Yolsuzluk olaylarının sıklıkla duyulmaya başladığı
bir toplumda yoksulluk ve yoksunluk zincirlerinin paslı halkaları içine
hapsolmuş yaşamların varlığı unutulmamalıdır. Bir toplumda dayanışma ve yardımlaşma
ruhunun erozyona uğramaması gerekir. "Hep bana rabbana..."
yaklaşımı yerine muhtaç olana yardım elinin uzatılması o toplumun yaşam
damarlarını besleyen ana arterin hala sağlam olduğunun göstergesidir.

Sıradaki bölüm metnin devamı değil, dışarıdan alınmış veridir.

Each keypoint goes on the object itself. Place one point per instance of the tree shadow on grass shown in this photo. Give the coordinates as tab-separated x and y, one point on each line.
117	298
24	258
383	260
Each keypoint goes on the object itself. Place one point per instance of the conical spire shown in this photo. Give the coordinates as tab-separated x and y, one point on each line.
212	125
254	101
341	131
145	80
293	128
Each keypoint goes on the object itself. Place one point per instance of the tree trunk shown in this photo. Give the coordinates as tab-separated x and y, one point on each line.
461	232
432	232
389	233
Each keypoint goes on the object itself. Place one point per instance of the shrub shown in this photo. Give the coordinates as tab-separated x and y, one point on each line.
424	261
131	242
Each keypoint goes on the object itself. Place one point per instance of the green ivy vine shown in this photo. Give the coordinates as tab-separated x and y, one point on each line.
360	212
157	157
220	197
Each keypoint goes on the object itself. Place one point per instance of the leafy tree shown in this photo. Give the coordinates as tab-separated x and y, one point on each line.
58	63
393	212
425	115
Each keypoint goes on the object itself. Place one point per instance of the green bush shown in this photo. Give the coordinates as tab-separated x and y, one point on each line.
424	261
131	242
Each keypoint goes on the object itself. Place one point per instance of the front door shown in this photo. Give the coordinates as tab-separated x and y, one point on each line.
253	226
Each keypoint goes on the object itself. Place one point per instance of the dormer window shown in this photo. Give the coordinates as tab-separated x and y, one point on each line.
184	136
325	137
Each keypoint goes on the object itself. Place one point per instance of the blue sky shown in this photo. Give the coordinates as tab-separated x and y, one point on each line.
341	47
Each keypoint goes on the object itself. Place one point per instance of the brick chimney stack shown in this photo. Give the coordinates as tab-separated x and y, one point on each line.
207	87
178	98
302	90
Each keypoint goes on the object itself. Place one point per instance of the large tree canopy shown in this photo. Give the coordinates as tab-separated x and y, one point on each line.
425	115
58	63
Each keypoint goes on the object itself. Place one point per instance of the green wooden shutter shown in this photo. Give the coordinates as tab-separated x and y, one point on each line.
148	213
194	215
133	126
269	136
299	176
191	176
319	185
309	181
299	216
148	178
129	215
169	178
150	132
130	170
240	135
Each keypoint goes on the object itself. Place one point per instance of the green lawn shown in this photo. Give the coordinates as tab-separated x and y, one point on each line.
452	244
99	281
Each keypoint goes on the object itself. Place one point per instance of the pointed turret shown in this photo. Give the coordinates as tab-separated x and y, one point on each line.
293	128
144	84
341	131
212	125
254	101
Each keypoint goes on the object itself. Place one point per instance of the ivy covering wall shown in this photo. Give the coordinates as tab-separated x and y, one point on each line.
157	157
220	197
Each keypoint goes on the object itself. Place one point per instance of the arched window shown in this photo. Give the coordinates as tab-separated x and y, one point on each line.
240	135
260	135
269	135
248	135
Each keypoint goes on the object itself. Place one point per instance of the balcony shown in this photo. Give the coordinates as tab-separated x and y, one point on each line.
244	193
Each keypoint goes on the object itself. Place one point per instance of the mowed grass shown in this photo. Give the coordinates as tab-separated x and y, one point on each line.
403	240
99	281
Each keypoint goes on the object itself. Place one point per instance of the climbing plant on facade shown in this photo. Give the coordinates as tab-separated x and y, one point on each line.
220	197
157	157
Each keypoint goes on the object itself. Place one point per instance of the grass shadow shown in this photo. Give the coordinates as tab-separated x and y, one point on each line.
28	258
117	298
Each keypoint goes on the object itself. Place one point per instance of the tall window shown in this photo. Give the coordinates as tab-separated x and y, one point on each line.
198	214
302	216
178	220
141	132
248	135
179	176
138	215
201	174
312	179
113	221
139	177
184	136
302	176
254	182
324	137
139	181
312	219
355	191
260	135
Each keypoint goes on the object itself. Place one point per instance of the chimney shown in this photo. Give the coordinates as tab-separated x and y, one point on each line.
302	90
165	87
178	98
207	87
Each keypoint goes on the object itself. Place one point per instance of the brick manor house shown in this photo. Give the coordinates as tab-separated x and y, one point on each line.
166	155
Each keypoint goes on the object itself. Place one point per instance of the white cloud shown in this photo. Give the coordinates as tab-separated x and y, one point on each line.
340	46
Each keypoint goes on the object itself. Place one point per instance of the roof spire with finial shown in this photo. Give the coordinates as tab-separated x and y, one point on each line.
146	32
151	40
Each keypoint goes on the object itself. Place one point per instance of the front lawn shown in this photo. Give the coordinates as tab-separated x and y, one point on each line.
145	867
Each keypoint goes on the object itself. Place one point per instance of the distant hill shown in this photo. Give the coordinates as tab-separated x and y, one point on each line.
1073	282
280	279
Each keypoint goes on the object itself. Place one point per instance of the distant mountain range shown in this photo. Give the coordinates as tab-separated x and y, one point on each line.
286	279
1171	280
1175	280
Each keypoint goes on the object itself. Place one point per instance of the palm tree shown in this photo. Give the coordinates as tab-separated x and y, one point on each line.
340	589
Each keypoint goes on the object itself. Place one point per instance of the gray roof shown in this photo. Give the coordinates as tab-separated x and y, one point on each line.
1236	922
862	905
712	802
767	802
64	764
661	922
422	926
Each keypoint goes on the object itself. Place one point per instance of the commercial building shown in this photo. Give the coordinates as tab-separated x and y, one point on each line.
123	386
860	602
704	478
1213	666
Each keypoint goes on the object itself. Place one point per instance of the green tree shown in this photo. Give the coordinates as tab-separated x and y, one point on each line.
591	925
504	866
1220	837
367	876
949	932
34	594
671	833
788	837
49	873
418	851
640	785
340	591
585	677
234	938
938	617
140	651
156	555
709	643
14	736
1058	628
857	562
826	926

Aile borçlarını ödeyebilmek için kızlarını başlık
parası karşılığı evlendirmeyi düşünmüş. Çaresizlik işte böyle bir şey.
Anlaşılan o ki aile için tutunacak başka bir dal, başka bir çıkar yolu yok. Yirmibirinci
yüzyılda aileyi bu duruma iten yoksulluk kız evlatlarını satmakla mı (başlık
parası karşılığında) çözüme kavuşacak. Bu zor şartları yaşayan kaç aile var, kaç
aile çocuklarını yoksulluk nedeniyle okutamıyor, eğitimlerini yarıda kesiyor,
kaç çocuk gençliğini, çocukluğunu yaşayamadan iş hayatına atılıyor. Çıraklık ve
kalfalık yapan kaç çocuk iş yerinde tokatlanıyor. Sayısını bilen var mı...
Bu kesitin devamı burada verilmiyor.